Volvo unveils XC40 Recharge as its first BEV

Volvo unveils XC40 Recharge as its first BEV

Compact SUV takes aim at dedicated battery-electric SUVs from Audi, Jaguar and Mercedes-Benz.

But this isn’t a dedicated BEV…

This is the XC40 Recharge, Volvo’s first battery-electric vehicle for series production.

Although the XC40 currently accommodates combustion engines and plug-in hybrids, it has also been designed to handle full electrification. Note the new Recharge badge: it denotes all-electric power.

The XC40 Recharge shares most of the powertrain know-how with the Polestar 2, which is also based on the same CMA platform engineered by Geely.

Unlike the Audi E-tron, Jaguar I-Pace and Mercedes-Benz EQC, the XC40 Recharge isn’t considered a dedicated BEV and is based on an existing model.

The most notable differences in the XC40 Recharge from its combustion-engined siblings are closed front grille and the badge behind.

The XC Recharge is the first Volvo to get an infotainment operating system by Google Android.

Can it better those rivals in performance terms?

The formula in making BEVs these days is very similar among carmakers. In this case, we’re talking about lithium-ion batteries placed underneath the cabin floor and two electric motors, each driving an axle for all-wheel drive capability.

The figures in the XC40 Recharge are equally familiar. The outputs are rated at 408hp (204hp per motor) and 660Nm, while the 78kWh battery can run for 400km under the WLTP method and be recharged to 80% in 40min using a quick-charging system.

Although the XC40 Recharge weighs a portly 2,250kg, it can cover than 0-100kph sprint time in 4.9sec.
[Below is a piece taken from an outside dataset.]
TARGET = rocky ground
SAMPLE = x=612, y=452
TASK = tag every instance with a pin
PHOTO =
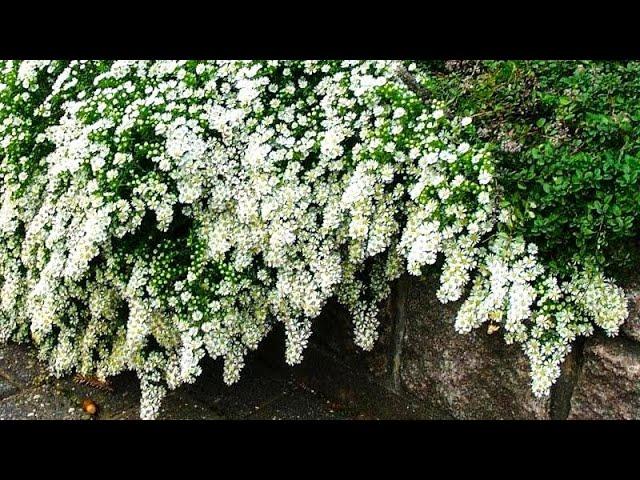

That’s quicker than both the E-tron and EQC but a tenth of a second slower than the I-Pace.

That’s fast enough for the real world. Will Volvo sell it in Thailand?

It’s most likely that the Thai Volvo office will sell the XC40 Recharge next year, even though BEVs from luxury brands are still a rare sight due to their outlandish prices caused by excessive import tax.

Later this year, the EQC is set to join the I-Pace and E-tron on Thai shores in the five million baht front of luxury all-electric SUVs. There’s a good chance that the XC40 Recharge could be cheaper given Volvo’s aggressive pricing strategy in this country.

Also planned for a debut next year is the BMW iX3, a BEV spun off from the X3 compact SUV. Lower down the price ranks will be the Mini Cooper S E hatchback, whose battery-electric tech is shared with BMW i3s.